Cumhuriyet günümüzde, milli egemenliği, ülkenin bölünmez bütünlüğünü, insanların huzurunu sağlayacak en geçerli rejimdir. Bu rejimi işler hale getiren ve dinamizmini arttıran ise demokrasidir. Demokrasi ile cumhuriyetin ayrı ayrı

düşünülmesi ve uygulanması insanlığa bir fayda sağlamaz.

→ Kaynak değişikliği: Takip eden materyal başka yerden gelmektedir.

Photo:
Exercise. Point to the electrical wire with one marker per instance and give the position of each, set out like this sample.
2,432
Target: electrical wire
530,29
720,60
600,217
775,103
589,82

Demokrasi, cumhuriyet rejimini ayakta tutan en etkili araçtır (Büyükkaragöz, 1995). 1982 Anayasası’nda da demokrasi cumhuriyet ilişkisi şu maddelerle açıklanmıştır;

I. Devletin Şekli

MADDE 1- Türkiye Devleti bir cumhuriyettir.

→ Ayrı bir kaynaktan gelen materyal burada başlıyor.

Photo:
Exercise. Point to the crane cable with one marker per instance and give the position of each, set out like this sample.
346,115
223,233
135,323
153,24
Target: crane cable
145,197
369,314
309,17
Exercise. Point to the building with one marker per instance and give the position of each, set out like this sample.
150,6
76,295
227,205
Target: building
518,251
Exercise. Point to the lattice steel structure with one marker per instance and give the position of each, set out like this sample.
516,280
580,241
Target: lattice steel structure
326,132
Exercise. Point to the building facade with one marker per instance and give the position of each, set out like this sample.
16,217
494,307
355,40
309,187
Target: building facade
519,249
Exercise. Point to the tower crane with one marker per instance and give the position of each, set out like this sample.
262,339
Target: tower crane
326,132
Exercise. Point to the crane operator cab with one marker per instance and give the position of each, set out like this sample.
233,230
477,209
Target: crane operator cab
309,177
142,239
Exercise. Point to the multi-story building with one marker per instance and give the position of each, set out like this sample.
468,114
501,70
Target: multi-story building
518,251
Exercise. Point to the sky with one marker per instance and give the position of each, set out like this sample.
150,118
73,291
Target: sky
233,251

II. Cumhuriyetin Nitelikleri

MADDE 2- Türkiye Cumhuriyeti, toplumun huzuru, milli dayanışma ve adalet anlayışı içinde, insan haklarına saygılı, Atatürk milliyetçiliğine bağlı, başlangıçta belirtilen temel ilkelere dayanan, demokratik, laik ve sosyal bir hukuk devletidir.

MADDE 6- Egemenlik kayıtsız şartsız milletindir.

Türk Milleti egemenliğini, anayasanın koyduğu esaslara göre yetkili organları eliyle kullanır.

Egemenliğin kullanılması hiçbir surette hiçbir kişiye, zümreye ve sınıfa bırakılamaz.

Hiçbir kimse ve ya organ kaynağını anayasadan almayan bir devlet yetkisi kullanamaz.

MADDE 10- Herkes dil, renk, cinsiyet, siyasi düşünce, felsefi inanç, din, mezhep ve benzeri sebeplerle ayrım gözetmeksizin kanun karşısında eşittir.

Hiçbir kişiye, aileye, zümreye ve ya sınıfa imtiyaz tanınamaz.

Devlet organları ve idare makamları bütün işlemlerinde kanun önünde eşitlik ilkesine uygun olarak hareket etmek zorundadırlar.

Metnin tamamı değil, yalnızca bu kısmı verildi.